If you’re reading this, you’re probably a regular lurker around the blogosphere and the longer, cleverer articles on media websites. You may even go further than that and comment occasionally, “Digg”, share or “like” postings on Facebook. And if you’re very clever with your RSS reader, you may have found a way of getting some of the better quality content to come to you – almost unbidden – by some smart “collaborative filtering” technology.
Google Reader users, for instance, know when other people who share their interests have chosen to share something worthwhile.
Blogging can, in itself, be an improving experience. But is it as improving as it could be? Is there anything we could learn from the way that the Internet pushes other media at users based upon their known preferences?
I’d suggest that Last.fm is a good place to start. If you’re not already familiar with it, it’s a music website where the music is not only legal and entertaining but also, if you want it to be, mind-stretching and educational.
Scrobbling is at the heart of Last.fm. Because Last.fm can see what music you’re listening to on your iPod or PC (perhaps also on Spotify), it gradually builds up a profile of what you like. It then builds a profile page for you that others can look at.
Some of the most fascinating and educational features of Last.fm are the different radio stations, especially the “neighbourhood” and “recommendation” radio stations. The “Dashboard” shows you music that it thinks that you haven’t heard but that you may like. It allows you to find people who have similar tastes to yourself and use their playlists to fill gaps in your own. It uses a system based upon a collaborative filtering algorithm so users can browse and hear previews of a list of artists not listed on their own profile but which appear on those of others with similar musical tastes.
Last.fm allows us to passively recommend music to people we have never met, and the site also calculates what suggestions will be met favourably. But the interesting possibility Last.fm offers to consumers of written content is that it moves listeners, little by little, from the known to the moderately unknown, using a series of automatic and manual tools – thus expanding the users’ knowledge of their chosen area of content. Imagine if every newspaper article or blog-post that we read contributed to a similar system that sought to find new interesting material that was able to fill our knowledge gaps?
Last.fm creates a kind of musical inkblot which broadens in an entertaining and educational way and creates objectively better and more intelligent listeners. What’s more, by being able to “ban” or “love” content that users listen to, interactivity with future recommendations is maximum – as is the ability to influence and mould such recommendations.
Let us now apply the above to political blogging and commenting. If we could do for articles what we Last.FM does for tunes, we could potentially have a tool that promoted self-learning. We’d be creating a self-educating website of political DNA, the like of which we have never experienced before. Except, that is, to date, in the field of music.

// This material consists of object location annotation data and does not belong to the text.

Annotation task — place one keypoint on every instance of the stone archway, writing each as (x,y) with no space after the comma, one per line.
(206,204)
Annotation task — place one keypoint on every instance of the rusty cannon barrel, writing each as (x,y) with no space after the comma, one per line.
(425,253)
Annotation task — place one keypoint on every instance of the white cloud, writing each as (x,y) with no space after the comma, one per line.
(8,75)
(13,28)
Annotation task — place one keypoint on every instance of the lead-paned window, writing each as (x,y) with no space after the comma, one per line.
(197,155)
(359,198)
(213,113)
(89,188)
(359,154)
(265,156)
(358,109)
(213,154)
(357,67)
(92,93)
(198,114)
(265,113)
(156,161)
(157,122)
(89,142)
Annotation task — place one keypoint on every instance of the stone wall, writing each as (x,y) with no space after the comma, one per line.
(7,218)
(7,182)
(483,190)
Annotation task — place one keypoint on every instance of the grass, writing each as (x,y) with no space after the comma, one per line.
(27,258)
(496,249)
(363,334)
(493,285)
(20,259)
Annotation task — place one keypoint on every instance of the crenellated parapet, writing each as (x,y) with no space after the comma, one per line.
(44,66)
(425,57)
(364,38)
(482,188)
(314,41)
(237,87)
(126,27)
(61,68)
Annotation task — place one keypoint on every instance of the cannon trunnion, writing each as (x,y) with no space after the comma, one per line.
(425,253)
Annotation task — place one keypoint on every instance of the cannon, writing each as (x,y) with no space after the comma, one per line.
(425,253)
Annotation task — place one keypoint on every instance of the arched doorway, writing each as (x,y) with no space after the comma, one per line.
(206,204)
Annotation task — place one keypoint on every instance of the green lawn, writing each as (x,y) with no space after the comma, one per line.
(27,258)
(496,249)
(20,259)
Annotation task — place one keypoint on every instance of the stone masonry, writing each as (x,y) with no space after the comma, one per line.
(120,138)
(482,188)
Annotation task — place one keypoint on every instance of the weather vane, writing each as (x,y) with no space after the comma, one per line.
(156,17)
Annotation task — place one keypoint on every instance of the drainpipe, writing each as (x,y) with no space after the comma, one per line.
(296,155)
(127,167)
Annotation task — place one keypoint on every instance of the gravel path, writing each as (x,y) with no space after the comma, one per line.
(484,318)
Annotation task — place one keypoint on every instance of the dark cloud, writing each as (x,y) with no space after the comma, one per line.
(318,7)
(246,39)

The ability to trawl a substantial database of all kinds of political thought, in order to support, substantiate and argue different points of view and positions, would help bloggers and commenters of all shades of opinion generate more effective, accurate and constructive levels of communication in the field of political endeavour and exchange.
In addition, the social media features of sites like Last.fm, where people build sustained relationships on a one-to-one and group basis, could contribute usefully to generating that sense of engagement and empathy that much of Internet discourse seems to have lost, as it continues to take place in the distancing ether and on either side of defensive computer screens.

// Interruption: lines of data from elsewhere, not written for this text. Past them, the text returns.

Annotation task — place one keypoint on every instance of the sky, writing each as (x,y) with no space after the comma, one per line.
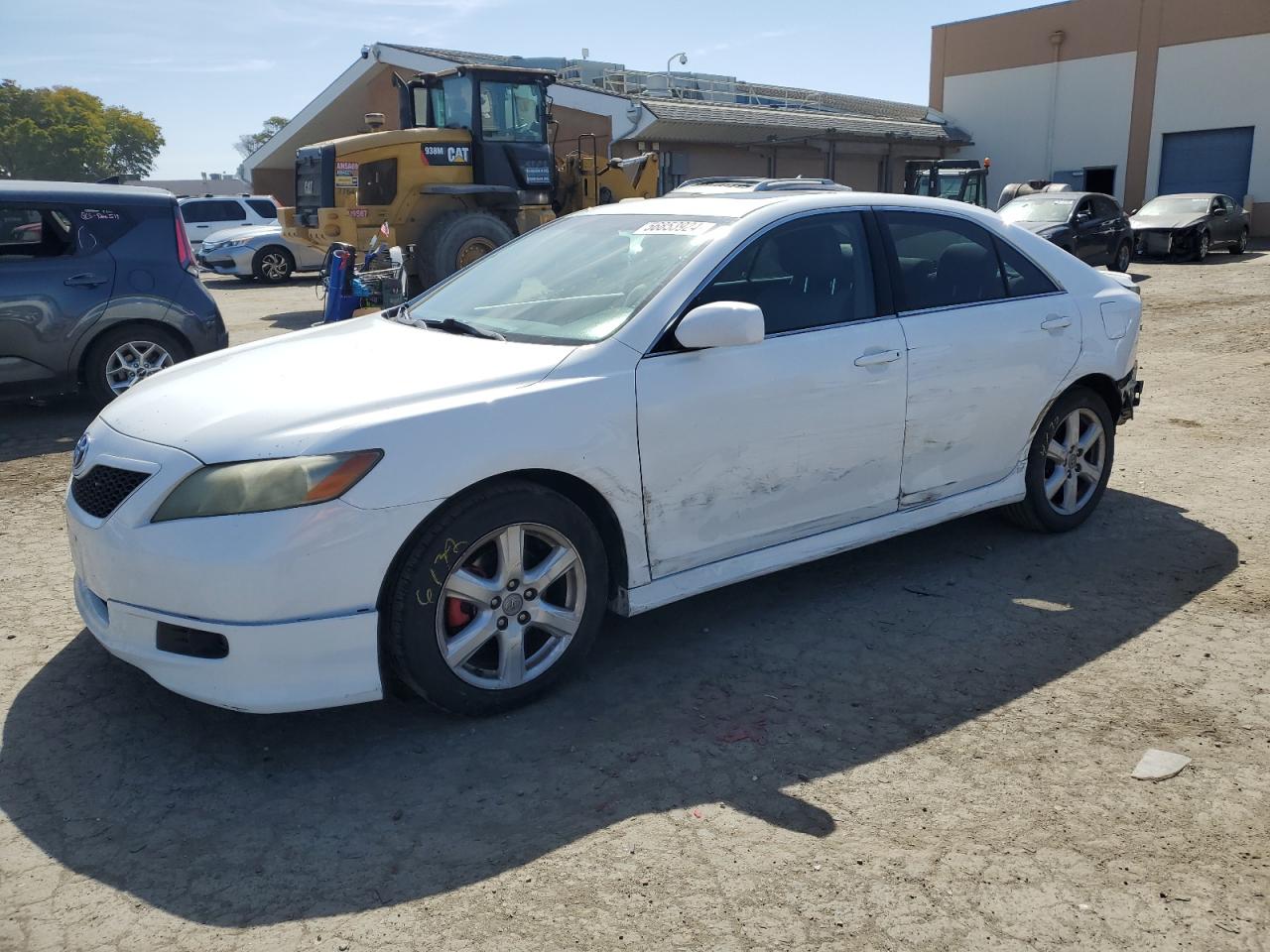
(209,71)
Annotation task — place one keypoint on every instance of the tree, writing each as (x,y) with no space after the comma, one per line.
(249,143)
(68,135)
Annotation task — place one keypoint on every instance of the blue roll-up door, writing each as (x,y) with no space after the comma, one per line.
(1211,160)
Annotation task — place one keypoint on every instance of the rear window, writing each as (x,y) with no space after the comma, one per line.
(263,207)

I have sketched this idea out as one that can be applied to politics/policy-related content – mainly because it is my personal enthusiasm. But there’s no reason to suppose it couldn’t be applied effectively to any area of human knowledge in which a large proportion of the content is available on the open web.
There is no question that it will be a significant challenge to work out how such a database can develop the critical mass of users and reactions to such content. This is where the next level of investment is needed. But it doesn’t seem to me to be showstopper, especially as the rewards – in terms of human understanding – are potentially huge.